Carmo Sousa Lara
[Secção conversas soltas, com a devida licença para publicar, alterando nomes]
- O P. Paulo fala tanto de corpo. Tem noção de dissociação?
- Sim, sim. Quando se estuda sobre trauma e corpo, umas das defesas mais ou menos inconscientes é a dissociação. A pessoa separa-se de si mesma. Há desde dissociações simples quando, por exemplo, nos abstraímos na sala de aula e a mente voa para outro lugar.
- Pois, quando os alunos se distraem. Tenho tanto de os chamar à terra.
- Neste caso, a distracção é um modo de dissociação. Depois há os casos mais extremos, em que a pessoa nem se consegue conhecer emocionalmente, como se a mente estivesse de um lado e a dimensão corpo de outro.
- Ou a mente ser de um género, tipo masculino, e o corpo do outro, tipo feminino, por exemplo?
- Transexualidade, é o que me está a perguntar?
- O que acha disso?
- A complexidade da sexualidade tem de ser falada com muita delicadeza. Antes de mais, estamos a falar de pessoas.
- E pessoas com 55 anos de muito sofrimento.
- Como o Mário?
[Emociona-se]
- O P. Paulo chamou-me de Mário?
- Não foi como disse que gostaria de ser chamado?
- Chamado? Usou mesmo o género masculino?
- Mário, se foi como me disse que queria ser chamado, não vou chamar de Maria.
[Muito emocionado]
- Está-me a dizer que não vou para o inferno? Foi o que me disseram há 30 anos quando me atrevi a falar disto com tanto medo pela primeira vez a um padre.
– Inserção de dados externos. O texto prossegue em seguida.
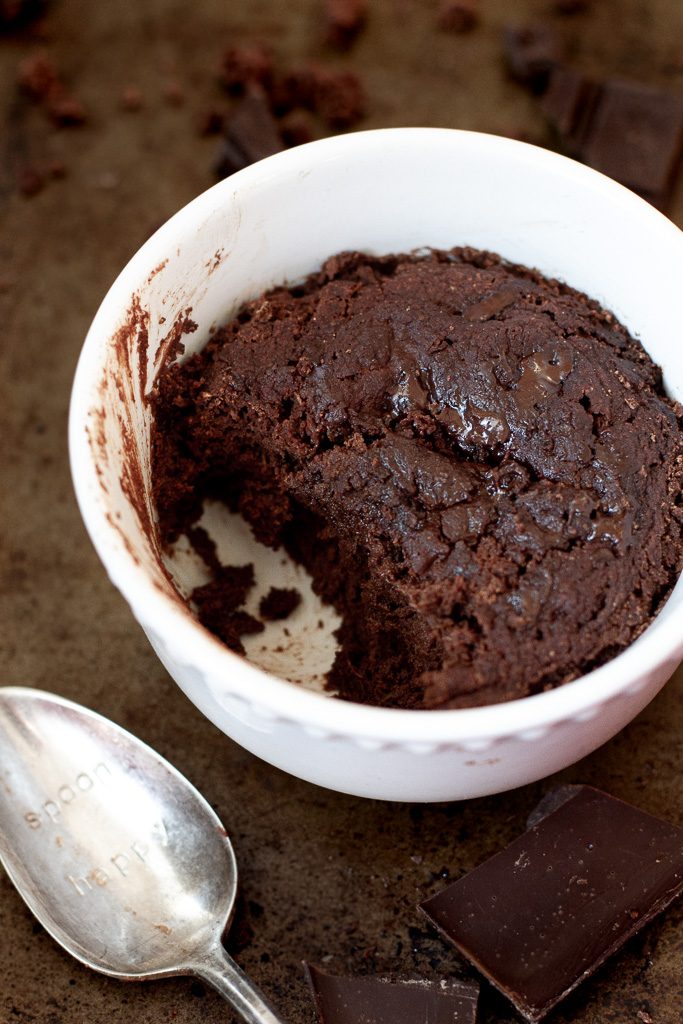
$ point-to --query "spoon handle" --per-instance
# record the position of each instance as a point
(227, 978)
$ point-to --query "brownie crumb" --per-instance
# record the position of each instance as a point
(338, 97)
(530, 52)
(173, 93)
(218, 602)
(246, 67)
(131, 99)
(297, 128)
(344, 20)
(39, 78)
(279, 603)
(30, 180)
(458, 15)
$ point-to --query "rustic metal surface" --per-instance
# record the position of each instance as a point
(329, 878)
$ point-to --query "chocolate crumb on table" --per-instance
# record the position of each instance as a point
(530, 52)
(542, 915)
(344, 19)
(39, 78)
(458, 15)
(369, 999)
(279, 603)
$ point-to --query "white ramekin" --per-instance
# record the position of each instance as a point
(381, 192)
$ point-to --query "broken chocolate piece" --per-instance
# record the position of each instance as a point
(383, 1000)
(568, 102)
(636, 136)
(458, 15)
(531, 51)
(16, 13)
(570, 6)
(544, 913)
(279, 603)
(343, 22)
(251, 134)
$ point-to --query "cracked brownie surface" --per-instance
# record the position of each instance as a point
(478, 466)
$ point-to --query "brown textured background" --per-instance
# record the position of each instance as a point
(324, 877)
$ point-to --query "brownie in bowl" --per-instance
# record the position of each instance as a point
(478, 466)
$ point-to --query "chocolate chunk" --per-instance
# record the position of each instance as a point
(542, 915)
(458, 15)
(210, 122)
(384, 1000)
(131, 99)
(280, 602)
(251, 134)
(570, 6)
(568, 102)
(343, 22)
(531, 51)
(636, 136)
(16, 13)
(493, 305)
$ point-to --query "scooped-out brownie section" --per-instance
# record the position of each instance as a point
(478, 467)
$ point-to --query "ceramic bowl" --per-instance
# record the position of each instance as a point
(382, 192)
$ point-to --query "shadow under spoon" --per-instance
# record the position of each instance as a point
(117, 854)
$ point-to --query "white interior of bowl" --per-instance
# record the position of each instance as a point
(382, 192)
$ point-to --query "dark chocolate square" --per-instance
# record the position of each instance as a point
(540, 916)
(636, 135)
(384, 1000)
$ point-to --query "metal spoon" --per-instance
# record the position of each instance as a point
(116, 853)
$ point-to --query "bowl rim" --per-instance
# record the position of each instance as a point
(188, 642)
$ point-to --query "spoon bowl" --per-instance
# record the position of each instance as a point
(116, 853)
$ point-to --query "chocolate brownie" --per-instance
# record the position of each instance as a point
(478, 467)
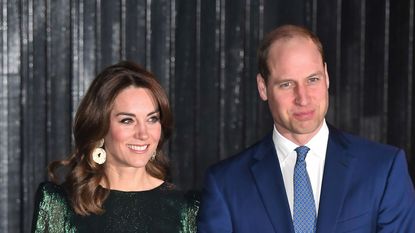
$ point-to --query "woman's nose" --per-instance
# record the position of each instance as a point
(141, 131)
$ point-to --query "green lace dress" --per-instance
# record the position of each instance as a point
(163, 209)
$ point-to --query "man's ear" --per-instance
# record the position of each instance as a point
(327, 75)
(262, 87)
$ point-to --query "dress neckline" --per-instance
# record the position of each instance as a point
(142, 191)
- Quem sou eu para determinar idas para o inferno? Eu quero direccionar para o céu. E inferno, pelo que vejo, tem vivido a vida toda.
- Tem sido: os gozos, as piadas, as bocas. Isto de viver em meios pequenos é terrível. - Chegaram-me a dizer que tinham nojo de mim, pela aberração que era.
- Deus nunca vê aberrações, vê pessoas.
- Posso pedir-lhe um abraço?
- Podem ser dois: o que me pede e outro como perdão, em nome de quem o destratou em Igreja?
- Muito obrigado!
[E a conversa continuou, em caminho de fazer encontro com Deus desde a pessoa que é.]